The coefficient of determination discussed above (r squared) is this value (r) squared. This value (r) is the correlation between the predicted and observed values. It ranges from -1 to 1.

I would like to just make sure that this tells me how similar A1-A10 resemble B1-B10; and that the (r squared) is in some way "independent" of the magnitude of values for A and B.
Also, I have heard that by multiplying the r^2 by 100%, one can claim that blank percent of the variations in the observed dependent can be explained by the model, would this be true when the input is not the independent and the dependent but rather the theoretical and empirical?

 

[Dr. Courtney]

I would like to just make sure that this tells me how similar A1-A10 resemble B1-B10; and that the (r squared) is in some way "independent" of the magnitude of values for A and B.

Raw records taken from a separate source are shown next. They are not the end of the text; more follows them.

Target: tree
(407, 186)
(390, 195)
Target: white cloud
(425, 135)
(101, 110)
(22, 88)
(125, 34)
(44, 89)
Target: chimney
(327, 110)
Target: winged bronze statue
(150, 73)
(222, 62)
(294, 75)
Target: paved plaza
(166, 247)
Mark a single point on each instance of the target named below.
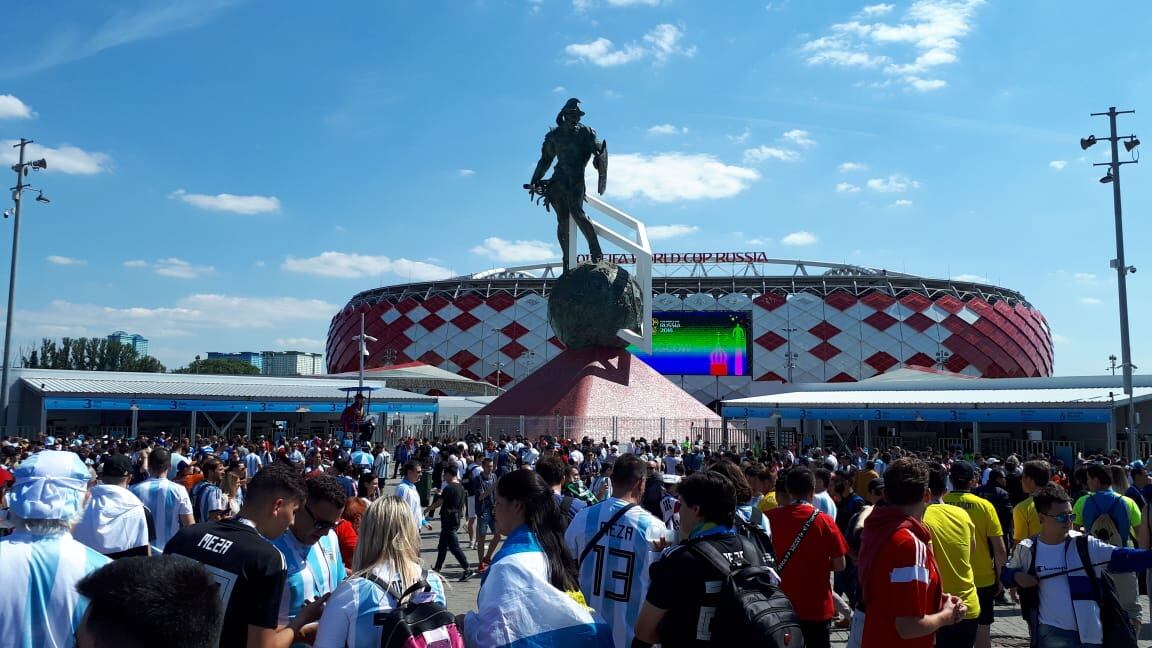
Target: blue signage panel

Yes. For example, your could change the units of A and B without changing the value of the resulting r squared.

Also, I have heard that by multiplying the r^2 by 100%, one can claim that blank percent of the variations in the observed dependent can be explained by the model, would this be true when the input is not the independent and the dependent but rather the theoretical and empirical?

This is a common interpretation, but there are a lot of subtleties relating to the uncertainties, whether errors are random, and whether measurement errors are normally distributed.

You can report a correlation coefficient (r) and/or a coefficient of determination (r squared) simply as quantification of how much two series resemble each other (your original question) without trying to make the deeper interpretation.